According to the present invention, a specific substance in a nipple secretion that can be collected only in a small amount can be accurately measured in a short time.

[Brief description of the drawings]

FIG. 1 is a schematic diagram of a simple measurement apparatus by an immunochromatography method used in Example 1.

FIG. 2 is a side sectional view of the simple measuring device shown in FIG.

FIG. 3 is a schematic diagram of a simple measurement apparatus by an immunochromatography method used in Example 2.

FIG. 4 is a side sectional view of the simple measuring device shown in FIG. 3 (excluding sampling parts).

FIG. 5 is a schematic diagram of a simple measurement apparatus by an immunochromatography method used in Example 3.

FIG. 6 is a side sectional view of the simple measuring device shown in FIG.

FIG. 7 is a schematic diagram of a simple measurement apparatus by a flow-through method used in Example 4.

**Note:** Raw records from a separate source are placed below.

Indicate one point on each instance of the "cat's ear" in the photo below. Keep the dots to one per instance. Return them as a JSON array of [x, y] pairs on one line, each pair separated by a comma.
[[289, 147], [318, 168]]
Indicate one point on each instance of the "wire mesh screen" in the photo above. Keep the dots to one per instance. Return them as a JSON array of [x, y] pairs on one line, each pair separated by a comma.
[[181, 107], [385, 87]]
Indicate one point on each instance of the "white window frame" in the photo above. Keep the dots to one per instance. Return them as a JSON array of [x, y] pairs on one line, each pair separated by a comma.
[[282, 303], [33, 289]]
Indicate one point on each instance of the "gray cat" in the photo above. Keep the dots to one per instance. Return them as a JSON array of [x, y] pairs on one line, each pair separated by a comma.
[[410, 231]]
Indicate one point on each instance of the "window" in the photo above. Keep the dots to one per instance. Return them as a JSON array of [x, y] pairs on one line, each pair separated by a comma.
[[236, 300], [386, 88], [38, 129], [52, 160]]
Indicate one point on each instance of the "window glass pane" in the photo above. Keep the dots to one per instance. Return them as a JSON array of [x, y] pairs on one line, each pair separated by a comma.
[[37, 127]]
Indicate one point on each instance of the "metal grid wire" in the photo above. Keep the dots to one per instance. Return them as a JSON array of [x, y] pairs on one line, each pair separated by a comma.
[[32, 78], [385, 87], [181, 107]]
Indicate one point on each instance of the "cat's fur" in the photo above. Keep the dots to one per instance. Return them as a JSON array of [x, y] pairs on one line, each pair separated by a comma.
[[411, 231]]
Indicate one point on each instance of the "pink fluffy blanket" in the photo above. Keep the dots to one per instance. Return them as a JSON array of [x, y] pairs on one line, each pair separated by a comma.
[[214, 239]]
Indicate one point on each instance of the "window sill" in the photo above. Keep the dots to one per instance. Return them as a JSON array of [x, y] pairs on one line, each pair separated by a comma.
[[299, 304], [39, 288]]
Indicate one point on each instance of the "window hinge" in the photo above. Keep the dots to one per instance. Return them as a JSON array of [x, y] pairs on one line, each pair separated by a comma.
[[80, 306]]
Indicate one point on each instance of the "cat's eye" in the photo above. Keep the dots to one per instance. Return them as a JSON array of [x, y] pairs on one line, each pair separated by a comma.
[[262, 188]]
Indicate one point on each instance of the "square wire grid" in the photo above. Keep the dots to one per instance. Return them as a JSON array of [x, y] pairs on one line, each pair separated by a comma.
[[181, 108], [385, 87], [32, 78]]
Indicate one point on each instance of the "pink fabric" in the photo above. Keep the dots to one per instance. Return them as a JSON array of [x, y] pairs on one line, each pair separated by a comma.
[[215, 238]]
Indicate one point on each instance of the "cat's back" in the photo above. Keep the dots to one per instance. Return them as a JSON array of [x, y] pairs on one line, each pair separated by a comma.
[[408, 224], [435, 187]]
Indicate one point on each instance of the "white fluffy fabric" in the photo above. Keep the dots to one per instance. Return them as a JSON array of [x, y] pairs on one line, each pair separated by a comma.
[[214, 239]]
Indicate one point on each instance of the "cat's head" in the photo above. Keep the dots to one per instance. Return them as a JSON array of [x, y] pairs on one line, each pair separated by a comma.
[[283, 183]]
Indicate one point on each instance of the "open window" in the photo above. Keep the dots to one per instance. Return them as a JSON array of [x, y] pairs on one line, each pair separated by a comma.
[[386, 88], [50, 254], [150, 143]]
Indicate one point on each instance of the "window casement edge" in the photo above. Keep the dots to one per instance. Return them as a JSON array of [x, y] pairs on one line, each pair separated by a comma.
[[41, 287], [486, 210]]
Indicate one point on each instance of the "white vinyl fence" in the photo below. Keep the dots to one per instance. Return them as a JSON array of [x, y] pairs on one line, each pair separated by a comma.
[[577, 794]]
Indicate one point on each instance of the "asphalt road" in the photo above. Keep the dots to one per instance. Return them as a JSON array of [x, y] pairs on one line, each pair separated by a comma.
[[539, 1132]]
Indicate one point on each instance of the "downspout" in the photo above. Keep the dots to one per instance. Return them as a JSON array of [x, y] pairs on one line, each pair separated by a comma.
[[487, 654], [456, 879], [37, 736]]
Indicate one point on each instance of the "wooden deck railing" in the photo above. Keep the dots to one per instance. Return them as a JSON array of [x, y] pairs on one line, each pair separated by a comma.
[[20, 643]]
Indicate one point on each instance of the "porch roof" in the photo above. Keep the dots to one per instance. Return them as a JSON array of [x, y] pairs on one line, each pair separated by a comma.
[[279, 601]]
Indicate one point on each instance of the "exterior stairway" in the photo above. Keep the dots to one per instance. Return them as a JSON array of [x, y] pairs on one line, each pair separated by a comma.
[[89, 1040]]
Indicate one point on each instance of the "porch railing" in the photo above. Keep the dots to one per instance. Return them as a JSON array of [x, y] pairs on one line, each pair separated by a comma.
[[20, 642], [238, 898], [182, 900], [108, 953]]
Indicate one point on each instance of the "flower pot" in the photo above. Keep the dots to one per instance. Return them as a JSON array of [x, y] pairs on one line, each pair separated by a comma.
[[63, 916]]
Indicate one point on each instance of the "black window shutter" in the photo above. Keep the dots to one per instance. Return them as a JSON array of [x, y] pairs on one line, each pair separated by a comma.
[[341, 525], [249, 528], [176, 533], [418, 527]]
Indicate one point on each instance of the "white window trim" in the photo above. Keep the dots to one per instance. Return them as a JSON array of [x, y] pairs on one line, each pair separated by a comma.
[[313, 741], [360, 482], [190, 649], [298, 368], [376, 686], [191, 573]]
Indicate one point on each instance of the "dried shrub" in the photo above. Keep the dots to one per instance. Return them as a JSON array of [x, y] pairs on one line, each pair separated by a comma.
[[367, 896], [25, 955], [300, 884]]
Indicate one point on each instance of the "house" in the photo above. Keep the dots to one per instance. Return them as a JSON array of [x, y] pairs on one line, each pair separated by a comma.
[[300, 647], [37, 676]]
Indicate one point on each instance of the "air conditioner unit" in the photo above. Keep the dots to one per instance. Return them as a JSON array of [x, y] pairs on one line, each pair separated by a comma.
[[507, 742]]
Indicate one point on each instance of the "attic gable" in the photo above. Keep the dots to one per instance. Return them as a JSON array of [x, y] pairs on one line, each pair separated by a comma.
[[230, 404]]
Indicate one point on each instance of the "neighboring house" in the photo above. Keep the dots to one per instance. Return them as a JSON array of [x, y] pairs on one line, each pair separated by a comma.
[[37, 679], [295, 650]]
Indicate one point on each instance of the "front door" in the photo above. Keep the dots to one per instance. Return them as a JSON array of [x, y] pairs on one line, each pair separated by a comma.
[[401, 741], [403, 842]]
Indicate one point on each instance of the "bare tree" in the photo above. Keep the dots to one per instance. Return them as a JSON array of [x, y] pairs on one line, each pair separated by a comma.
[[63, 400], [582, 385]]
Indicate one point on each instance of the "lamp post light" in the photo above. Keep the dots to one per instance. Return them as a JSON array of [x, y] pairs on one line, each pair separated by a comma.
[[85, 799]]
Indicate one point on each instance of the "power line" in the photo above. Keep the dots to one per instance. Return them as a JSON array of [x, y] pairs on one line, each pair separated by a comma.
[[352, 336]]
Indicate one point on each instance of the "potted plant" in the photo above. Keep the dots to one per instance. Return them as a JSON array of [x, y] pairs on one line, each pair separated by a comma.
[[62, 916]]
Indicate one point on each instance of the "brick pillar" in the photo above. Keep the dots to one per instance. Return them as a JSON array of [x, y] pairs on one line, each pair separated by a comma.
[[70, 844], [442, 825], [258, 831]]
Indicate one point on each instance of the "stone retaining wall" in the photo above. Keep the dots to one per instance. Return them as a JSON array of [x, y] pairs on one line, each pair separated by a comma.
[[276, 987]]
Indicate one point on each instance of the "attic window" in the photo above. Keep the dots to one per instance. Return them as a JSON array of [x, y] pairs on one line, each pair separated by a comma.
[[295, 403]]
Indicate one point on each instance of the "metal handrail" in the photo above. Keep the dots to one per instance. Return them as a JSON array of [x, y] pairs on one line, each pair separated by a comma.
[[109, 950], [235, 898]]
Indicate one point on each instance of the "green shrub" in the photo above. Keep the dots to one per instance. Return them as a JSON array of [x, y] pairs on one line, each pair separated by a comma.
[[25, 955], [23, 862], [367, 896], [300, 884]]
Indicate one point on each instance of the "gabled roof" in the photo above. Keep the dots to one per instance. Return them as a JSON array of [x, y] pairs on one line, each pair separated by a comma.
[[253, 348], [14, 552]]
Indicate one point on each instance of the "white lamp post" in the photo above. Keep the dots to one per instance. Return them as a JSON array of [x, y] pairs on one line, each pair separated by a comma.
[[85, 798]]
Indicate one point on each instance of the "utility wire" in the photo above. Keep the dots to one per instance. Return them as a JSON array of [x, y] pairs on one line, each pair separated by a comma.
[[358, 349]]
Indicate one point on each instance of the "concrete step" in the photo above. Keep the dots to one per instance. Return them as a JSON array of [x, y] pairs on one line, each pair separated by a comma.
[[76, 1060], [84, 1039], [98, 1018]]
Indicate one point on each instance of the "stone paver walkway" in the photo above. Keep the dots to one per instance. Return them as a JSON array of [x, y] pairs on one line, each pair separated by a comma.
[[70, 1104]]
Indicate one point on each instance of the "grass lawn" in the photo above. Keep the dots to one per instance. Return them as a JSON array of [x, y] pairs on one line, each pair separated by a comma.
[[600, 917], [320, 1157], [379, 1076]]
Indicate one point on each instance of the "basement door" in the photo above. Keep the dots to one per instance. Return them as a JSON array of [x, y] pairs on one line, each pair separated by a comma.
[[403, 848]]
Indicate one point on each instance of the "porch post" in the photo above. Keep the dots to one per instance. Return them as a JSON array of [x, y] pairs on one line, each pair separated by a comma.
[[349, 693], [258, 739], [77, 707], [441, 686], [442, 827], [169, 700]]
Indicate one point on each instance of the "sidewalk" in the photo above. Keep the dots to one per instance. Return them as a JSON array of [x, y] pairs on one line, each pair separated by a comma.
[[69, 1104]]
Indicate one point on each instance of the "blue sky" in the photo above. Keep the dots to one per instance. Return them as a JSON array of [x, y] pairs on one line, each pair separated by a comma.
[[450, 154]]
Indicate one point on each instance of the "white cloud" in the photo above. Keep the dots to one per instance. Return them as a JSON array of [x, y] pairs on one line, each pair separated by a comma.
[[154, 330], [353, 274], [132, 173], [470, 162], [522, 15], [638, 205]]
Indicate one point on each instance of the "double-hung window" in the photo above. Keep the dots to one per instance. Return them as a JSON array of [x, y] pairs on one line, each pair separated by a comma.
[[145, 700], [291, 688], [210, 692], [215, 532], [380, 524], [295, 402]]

8 is a side sectional view of the simple measuring device shown in FIG.

Claims (9)

[Claims] 1. A method for measuring a specific substance contained in a trace amount of nipple secretion, comprising using a porous substrate on which the specific substance or an antibody against the specific substance is immobilized, A small amount of nipple secretion, characterized in that the measurement is carried out by passing a specific substance or an antibody against the specific substance immobilized on the site of the base material and obtaining a detectable signal at the site or downstream thereof. How to measure specific substances contained. 2. The method according to claim 1, wherein the amount of nipple secretion used for the measurement is 20 μl or less. 3. The method according to claim 1, wherein the measurement is performed in a sandwich format using a labeled antibody to obtain a signal. 4. The method according to claim 3, wherein the label for obtaining a signal is a metal colloid particle, a non-metal colloid particle or a colored latex particle. 5. The method according to claim 1, wherein the nipple secretion is moved through the porous substrate by a developing solution. 6. The method according to claim 1, wherein the specific substance contained in the nipple secretion is a substance whose concentration in the nipple secretion changes with the onset of breast cancer. 7. The specific substance contained in the nipple discharge is CEA.
The method according to any one of claims 1 to 5, which is (carcinoembryonic antigen). 8. The specific substance contained in the nipple discharge is NCC-
The measurement method according to any one of claims 1 to 5, which is an ST-439 antigen. 9. The method according to claim 1, wherein the specific substance contained in the nipple secretion is hemoglobin.